Here a distinction is important: fundamental principles abide and should not be tailored to fit changing circumstances.  But what must change to accommodate new realities are programs and policies.  A warming climate is foremost among those new realities, as are nuclear proliferation, a host of new technologies, the opioid epidemic, the rise of China, the collapse of the Soviet Union, and the list goes on.

It would be convenient if simple slogans, rely on markets for example, solved all problems.  Were that so we would have affordable health care for all Americans without Medicare, Medicaid, the Affordable Care Act, and so forth.  The same would be true of climate change.  Leave it to the markets.

Alas, markets cannot and do not solve all problems.  There are many realities, old and new, that simply cannot be addressed by reliance on the profit motive.

But when the changing times require a public policy response the institutions of government cannot be stymied by rigid ideologies, old slogans, and rhetoric.  The Government of the United States is not functional.  Its elected representatives in the executive and legislative branches have substituted slogans, and worn out ones at that, for ideas and solutions.

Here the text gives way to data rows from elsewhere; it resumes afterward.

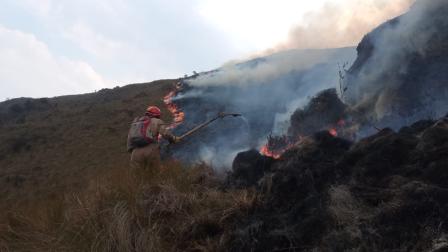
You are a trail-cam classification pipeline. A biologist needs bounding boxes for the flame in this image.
[260,144,284,159]
[328,128,338,137]
[163,84,185,129]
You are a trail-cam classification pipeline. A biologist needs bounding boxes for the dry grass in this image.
[0,162,256,251]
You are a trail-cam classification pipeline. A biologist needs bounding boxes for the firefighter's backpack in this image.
[127,116,154,152]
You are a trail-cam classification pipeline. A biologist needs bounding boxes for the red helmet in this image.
[146,106,162,118]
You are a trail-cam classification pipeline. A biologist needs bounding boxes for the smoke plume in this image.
[166,48,355,167]
[344,0,448,134]
[273,0,414,51]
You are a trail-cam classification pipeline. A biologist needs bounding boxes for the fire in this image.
[163,83,185,129]
[328,128,338,137]
[260,144,283,159]
[260,135,294,159]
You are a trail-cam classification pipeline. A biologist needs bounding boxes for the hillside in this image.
[0,0,448,252]
[0,80,174,207]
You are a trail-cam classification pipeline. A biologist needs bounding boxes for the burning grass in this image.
[0,162,256,251]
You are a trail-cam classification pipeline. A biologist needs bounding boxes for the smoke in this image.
[273,0,414,51]
[345,0,448,134]
[171,48,355,168]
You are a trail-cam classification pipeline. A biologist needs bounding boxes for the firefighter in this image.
[127,106,180,168]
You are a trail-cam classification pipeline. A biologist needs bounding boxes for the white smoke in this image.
[346,0,448,127]
[274,0,415,50]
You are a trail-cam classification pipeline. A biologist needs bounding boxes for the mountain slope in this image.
[0,80,174,205]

Public anger is directed at those who refuse to adapt, to compromise (on policies, once again, not principles), to put nation over party, even though the voters who elected these officials more often than not did so out of partisan motives.  You can’t have it both ways…rigid partisanship and functioning government.

The Founders clearly understood that the government they created had specified duties and responsibilities, but they did not design it for maximum efficiency.  Checks and balances were all about preventing the consolidation of power in a few hands.  Nevertheless, in a revolutionary era such as we are now experiencing public institutions must function effectively and should use state of the art technologies to help do so.

Why is it that we can lead the world in sophisticated military equipment but not do so in the areas of domestic need, such as health, energy, and environmental protection?

Given current political stalemate, it is difficult to imagine a concerted effort to increase the speed of governance.  If your slogan is that “the government is the problem” then you have no interest in making it operate more effectively.

A crisis of one kind or another will, sooner rather than later, force us to decide as a nation.  Either we agree to make our government more effective at dealing with dramatically changing conditions or we insist on dysfunctional governance and accelerate the long, slow decline into mediocracy and join other major political powers throughout the ages, powers who shuffled off the stage of history for their refusal to deal effectively with new realities.